TIM Brasil, qui a absorbé en avril 2022 les activités mobiles de l’opérateur brésilien Oi, a vu ses recettes bondir de 39,5% à 3,96 milliards d’euros. A l’inverse, le chiffre d’affaires de TIM a diminué en Italie, reculant de 5,2% à 11,85 milliards d’euros, dans un marché très concurrentiel. Au seul quatrième trimestre, les recettes totales du groupe ont affiché une hausse de 7,1% à 4,26 milliards d’euros. Ce trimestre reflète «une nouvelle amélioration» grâce à la «stabilisation et relance» de l’activité en Italie et à «l’accélération du développement de TIM Brasil», a commenté le groupe dans un communiqué. Ces résultats permettent «d’atteindre ou de dépasser les objectifs fixés pour l’exercice 2022», assure TIM. L’excédent brut d’exploitation (Ebitda) a augmenté de 5,3% à 5,34 milliards d’euros. En termes organiques, il a reculé de 6,7% à 6 milliards d’euros, une baisse moins prononcée que prévu. La dette nette de Telecom Italia s’est établie fin décembre à 25,4 milliards d’euros, soit une hausse de 3,2 milliards d’euros comparé à fin 2021. Son PDG, Pietro Labriola, avait présenté en juin 2022 un plan stratégique visant à réduire la dette en vendant des actifs du groupe et en séparant le réseau de téléphonie fixe et les activités de services. Le conseil d’administration de Telecom Italia a approuvé mardi soir «à l’unanimité» le nouveau plan 2023-25 soumis par M. Labriola, qui «s’inscrit dans la continuité du précédent», malgré un «environnement macroéconomique profondément modifié».

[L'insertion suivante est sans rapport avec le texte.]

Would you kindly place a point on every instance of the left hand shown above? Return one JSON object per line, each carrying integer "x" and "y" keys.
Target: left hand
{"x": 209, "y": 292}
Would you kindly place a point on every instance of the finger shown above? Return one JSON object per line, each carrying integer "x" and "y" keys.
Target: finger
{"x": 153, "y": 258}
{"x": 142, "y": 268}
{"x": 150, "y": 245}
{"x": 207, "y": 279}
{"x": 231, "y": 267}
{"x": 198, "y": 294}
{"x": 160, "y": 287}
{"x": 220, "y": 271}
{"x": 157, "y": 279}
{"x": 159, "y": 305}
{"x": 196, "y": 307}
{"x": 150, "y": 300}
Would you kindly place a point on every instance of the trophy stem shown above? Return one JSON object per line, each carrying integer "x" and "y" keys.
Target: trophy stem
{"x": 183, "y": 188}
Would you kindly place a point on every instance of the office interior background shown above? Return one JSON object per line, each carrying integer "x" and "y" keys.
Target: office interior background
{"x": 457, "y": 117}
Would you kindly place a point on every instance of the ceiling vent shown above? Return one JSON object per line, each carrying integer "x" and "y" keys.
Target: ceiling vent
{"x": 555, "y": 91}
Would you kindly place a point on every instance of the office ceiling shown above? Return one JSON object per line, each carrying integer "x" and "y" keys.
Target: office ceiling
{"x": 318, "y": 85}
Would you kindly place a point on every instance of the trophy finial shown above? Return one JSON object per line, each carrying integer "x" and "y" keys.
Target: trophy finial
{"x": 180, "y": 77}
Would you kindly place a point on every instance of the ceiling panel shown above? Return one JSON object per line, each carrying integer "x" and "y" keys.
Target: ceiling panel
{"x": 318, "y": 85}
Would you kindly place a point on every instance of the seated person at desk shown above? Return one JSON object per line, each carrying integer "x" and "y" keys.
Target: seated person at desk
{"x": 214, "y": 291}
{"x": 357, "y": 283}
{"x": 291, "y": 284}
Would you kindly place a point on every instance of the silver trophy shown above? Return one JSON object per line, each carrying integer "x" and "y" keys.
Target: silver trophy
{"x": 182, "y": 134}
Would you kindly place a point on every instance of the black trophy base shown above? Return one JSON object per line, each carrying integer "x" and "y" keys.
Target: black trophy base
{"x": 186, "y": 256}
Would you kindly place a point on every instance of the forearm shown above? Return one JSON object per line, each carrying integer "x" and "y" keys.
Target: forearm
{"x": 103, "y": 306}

Parmi les objectifs affichés figurent un Ebitda organique qui devrait connaître une «croissance à un chiffre» en 2023 ainsi que des investissements «stables» de 4 milliards d’euros par an, dont 3,1 milliards en Italie. Le fonds d’investissement américain KKR a soumis début février une offre non contraignante pour acquérir une part majoritaire dans le réseau fixe de TIM, le valorisant à plus de 20 milliards d’euros. Le conseil d’administration de TIM se retrouvera le 24 février pour se prononcer sur l’offre de KKR, a confirmé le groupe mardi. En attendant, Telecom Italia «reste ouvert à l’évaluation de toute alternative qui pourrait se matérialiser d’ici là» et «poursuivra le dialogue avec ses actionnaires». Les marchés misent sur une prochaine contre-offre de la Caisse des dépôts italienne (CDP), associée au fonds d’investissement australien Macquarie. Le gouvernement d’extrême droite de Giorgia Meloni a affiché à plusieurs reprises son objectif de créer «un réseau national sous contrôle public». Selon la presse italienne, le ministère de l’Economie a d’ores et déjà donné son feu vert à une offre de la CDP. La grande inconnue sera la position de Vivendi, après le retrait du président de son directoire, Arnaud de Puyfontaine, qui avait à la mi-janvier claqué la porte du conseil d’administration du groupe italien.Les administrateurs réunis mardi ont renoncé à nommer un successeur, remettant la décision à la prochaine AG des actionnaires prévue en avril.